Mishov based his assessment on a Home Front Command survey that showed 90 percent of residents in the area followed protocols during the seven-week conflict with Hamas, alongside improvements made to alert systems in the area, such as the installation of more alarms in areas where residents reported they did not always hear the sirens.

“If I’d told you before this operation that over a hundred rockets would be shot at the Dan region, and the area would still function like it does, probably not everybody would have agreed with me,” he said.

Tel Aviv suffered nearly daily rockets during the 50-day war with Hamas in Gaza over the summer, though the Iron Dome missile interception system kept damage to a minimum.

The barrages were the first serious attack on the city since the 1991 Gulf War. Though Hezbollah launched thousands of rockets at Israel during a three-week war in 2006, most failed to reach further south than the northern coastal plain, damaging Haifa but leaving Tel Aviv unscathed.
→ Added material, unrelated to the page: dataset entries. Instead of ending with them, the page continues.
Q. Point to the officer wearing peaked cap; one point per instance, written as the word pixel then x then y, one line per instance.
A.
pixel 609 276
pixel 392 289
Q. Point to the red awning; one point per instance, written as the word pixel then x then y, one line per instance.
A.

Mishov’s assessment follows several warnings over past weeks from top IDF commanders that a war with Hezbollah would be far more serious than the conflict with Gaza.

In mid-September, an IDF official went as far as predicting that Hezbollah could capture the Rosh Hanikra area for several hours if Israel does not strike the group preemptively. However, he said Israel would likely be able to recapture whatever land Hezbollah managed to sally into.

And just 10 days after the ceasefire took hold, Channel 2 reported that the Israeli army is “making plans and training” for “a very violent war” against Hezbollah in south Lebanon.

The report detailed that Hezbollah has an estimated 100,000 rockets — 10 times as many as were in the Hamas arsenal — and that its 5,000 long-range missiles, located in Beirut and other areas deep inside Lebanon, are capable of carrying large warheads (of up to 1 ton and more), with precision guidance systems, covering all of Israel.

Israel’s Iron Dome rocket defense system would not be able to cope with that kind of challenge, according to Col. Dan Goldfus, commander of the 769th Hiram Infantry Brigade, and thus the IDF would have to “maneuver fast” and act forcefully to prevail decisively in the conflict.

In an interview with Yedioth Ahronoth published Friday, IDF chief of Staff Benny Gantz said Hezbollah was a more serious foe than Hamas.

The threat against the citizens of Israel from Lebanon is much wider than from Gaza,” he said.

Marissa Newman and Times of Israel staff contributed to this report.